Both treatment plants have chemical back-up (using Alum) for phosphorus removal. A by-product of the treatment process is biosolids (sludge) and approximately 8,370 tonnes was produced in 2014/15; this is delivered to the Albury Landfill where it used as a ‘capping’ material to cover the collected garbage and waste. Part of the upgrade of the Waterview Treatment Plant will incorporate further treatment of the biosolids which will then allow it to be disposed of on-site – biosolids are an ideal soil conditioner.

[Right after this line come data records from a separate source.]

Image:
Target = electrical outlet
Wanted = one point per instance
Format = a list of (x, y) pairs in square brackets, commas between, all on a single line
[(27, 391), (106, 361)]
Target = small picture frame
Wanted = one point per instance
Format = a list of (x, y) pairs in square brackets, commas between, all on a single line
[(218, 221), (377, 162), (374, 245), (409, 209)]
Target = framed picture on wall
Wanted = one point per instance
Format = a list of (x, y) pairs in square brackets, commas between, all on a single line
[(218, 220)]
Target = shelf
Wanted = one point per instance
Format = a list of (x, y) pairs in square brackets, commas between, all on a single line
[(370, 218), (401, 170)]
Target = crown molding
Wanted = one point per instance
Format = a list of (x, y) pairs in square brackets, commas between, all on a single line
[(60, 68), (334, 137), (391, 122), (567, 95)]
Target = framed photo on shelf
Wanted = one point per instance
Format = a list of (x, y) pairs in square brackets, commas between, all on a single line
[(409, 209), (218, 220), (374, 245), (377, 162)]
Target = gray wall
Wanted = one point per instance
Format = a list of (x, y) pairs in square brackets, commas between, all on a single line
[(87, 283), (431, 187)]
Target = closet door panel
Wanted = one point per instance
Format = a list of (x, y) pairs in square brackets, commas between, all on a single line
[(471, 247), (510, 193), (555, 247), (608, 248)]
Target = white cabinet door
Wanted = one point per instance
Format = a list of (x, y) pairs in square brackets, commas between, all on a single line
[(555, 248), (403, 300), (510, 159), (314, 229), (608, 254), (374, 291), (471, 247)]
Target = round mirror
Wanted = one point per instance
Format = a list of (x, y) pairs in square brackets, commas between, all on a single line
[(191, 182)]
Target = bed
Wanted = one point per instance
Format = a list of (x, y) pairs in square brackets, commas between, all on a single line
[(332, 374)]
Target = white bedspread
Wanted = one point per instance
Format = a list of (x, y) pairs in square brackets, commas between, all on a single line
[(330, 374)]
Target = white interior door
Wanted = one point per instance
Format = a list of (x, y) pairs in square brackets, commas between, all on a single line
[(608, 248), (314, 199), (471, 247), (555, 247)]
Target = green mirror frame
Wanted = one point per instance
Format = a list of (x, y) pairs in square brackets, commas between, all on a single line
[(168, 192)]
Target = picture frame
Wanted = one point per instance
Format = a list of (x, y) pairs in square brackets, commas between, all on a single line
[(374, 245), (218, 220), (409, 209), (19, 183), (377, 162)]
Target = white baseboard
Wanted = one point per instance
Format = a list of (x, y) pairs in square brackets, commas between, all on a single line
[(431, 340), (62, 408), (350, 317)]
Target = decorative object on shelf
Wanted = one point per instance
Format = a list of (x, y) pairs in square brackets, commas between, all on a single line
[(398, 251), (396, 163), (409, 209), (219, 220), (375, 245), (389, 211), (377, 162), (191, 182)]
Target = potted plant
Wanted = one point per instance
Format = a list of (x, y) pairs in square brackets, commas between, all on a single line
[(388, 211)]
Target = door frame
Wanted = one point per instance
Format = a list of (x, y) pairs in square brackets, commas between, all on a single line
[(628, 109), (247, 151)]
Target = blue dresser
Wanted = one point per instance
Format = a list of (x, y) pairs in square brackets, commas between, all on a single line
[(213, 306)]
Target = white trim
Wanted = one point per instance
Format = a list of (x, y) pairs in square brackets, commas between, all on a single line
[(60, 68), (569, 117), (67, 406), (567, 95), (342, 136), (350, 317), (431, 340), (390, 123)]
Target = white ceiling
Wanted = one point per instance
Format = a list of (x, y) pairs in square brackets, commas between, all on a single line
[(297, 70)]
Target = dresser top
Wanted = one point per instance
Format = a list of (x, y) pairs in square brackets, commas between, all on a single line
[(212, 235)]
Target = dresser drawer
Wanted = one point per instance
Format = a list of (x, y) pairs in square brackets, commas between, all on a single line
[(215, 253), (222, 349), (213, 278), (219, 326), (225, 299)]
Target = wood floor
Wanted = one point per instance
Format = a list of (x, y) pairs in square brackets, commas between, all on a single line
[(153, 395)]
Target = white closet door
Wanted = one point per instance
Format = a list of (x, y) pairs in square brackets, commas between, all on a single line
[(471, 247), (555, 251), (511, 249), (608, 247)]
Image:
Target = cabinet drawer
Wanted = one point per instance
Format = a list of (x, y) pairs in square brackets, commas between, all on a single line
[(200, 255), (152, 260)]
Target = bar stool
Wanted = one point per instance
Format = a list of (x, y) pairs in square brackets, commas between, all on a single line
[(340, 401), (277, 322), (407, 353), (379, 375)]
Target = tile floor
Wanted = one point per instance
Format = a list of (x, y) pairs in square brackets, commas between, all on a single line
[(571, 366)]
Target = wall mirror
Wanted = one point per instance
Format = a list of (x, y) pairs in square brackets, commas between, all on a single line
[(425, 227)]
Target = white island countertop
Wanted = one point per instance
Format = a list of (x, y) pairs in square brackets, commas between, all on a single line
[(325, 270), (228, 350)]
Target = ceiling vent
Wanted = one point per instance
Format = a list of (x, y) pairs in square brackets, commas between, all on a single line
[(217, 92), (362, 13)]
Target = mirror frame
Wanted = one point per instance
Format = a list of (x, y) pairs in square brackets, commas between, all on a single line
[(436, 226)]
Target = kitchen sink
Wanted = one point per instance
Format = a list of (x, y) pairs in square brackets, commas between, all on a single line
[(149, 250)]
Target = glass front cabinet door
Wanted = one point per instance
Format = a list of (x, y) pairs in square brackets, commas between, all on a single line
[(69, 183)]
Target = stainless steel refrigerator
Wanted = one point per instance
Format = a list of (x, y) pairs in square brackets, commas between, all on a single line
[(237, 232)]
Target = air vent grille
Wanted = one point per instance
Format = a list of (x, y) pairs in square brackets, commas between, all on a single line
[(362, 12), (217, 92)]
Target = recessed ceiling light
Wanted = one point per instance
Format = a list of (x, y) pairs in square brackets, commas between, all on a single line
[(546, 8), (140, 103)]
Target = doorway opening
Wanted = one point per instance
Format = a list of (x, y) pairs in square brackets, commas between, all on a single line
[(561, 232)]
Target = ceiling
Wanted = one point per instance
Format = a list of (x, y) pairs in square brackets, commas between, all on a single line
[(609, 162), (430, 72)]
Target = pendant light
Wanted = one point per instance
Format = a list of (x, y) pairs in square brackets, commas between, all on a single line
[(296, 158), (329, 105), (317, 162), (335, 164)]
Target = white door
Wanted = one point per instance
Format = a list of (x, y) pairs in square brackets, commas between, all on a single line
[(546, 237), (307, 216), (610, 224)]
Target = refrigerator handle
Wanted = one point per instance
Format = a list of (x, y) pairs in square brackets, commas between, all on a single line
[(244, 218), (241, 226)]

An approval condition for the construction of the Waterview Treatment Plant was that no treated effluent was to discharge back into the Murray River. Therefore, all the treated effluent produced by both plants become part of a reclaimed water re-use system, and this is discharged to the Wonga Wetlands in the cooler months and to two timber plantations and irrigated pastures during the warmer months.

Hume Weir Village system

This system only services the Hume Weir Resort, the Hume Weir Caravan Park and the Hume Dam workshop and Eraring electricity power station. It was constructed in 1977 and has a capacity of 100 kilolitres per day (one kilolitre is 1,000 litres). It is an activated sludge plant utilising a Pasveer channel. Disinfection is achieved using maturation ponds and the treated effluent is discharged to the Murray River approximately 300 metres downstream of the Hume Dam wall.

The sludge produced as part of the treatment process is collected in a sludge lagoon which is allowed to dry out and every two years the dried sludge is collected and disposed of at the Albury Landfill.

Lara Lakes system

This system only services approximately 35 residences surrounding Lara Lakes in Table Top. It was constructed in 1989 and has a capacity of 100 kilolitres per day (one kilolitre is 1,000 litres). Its treatment process uses two facultative lagoons and the treated effluent is irrigated onto 1.5 hectares of adjacent woodlots.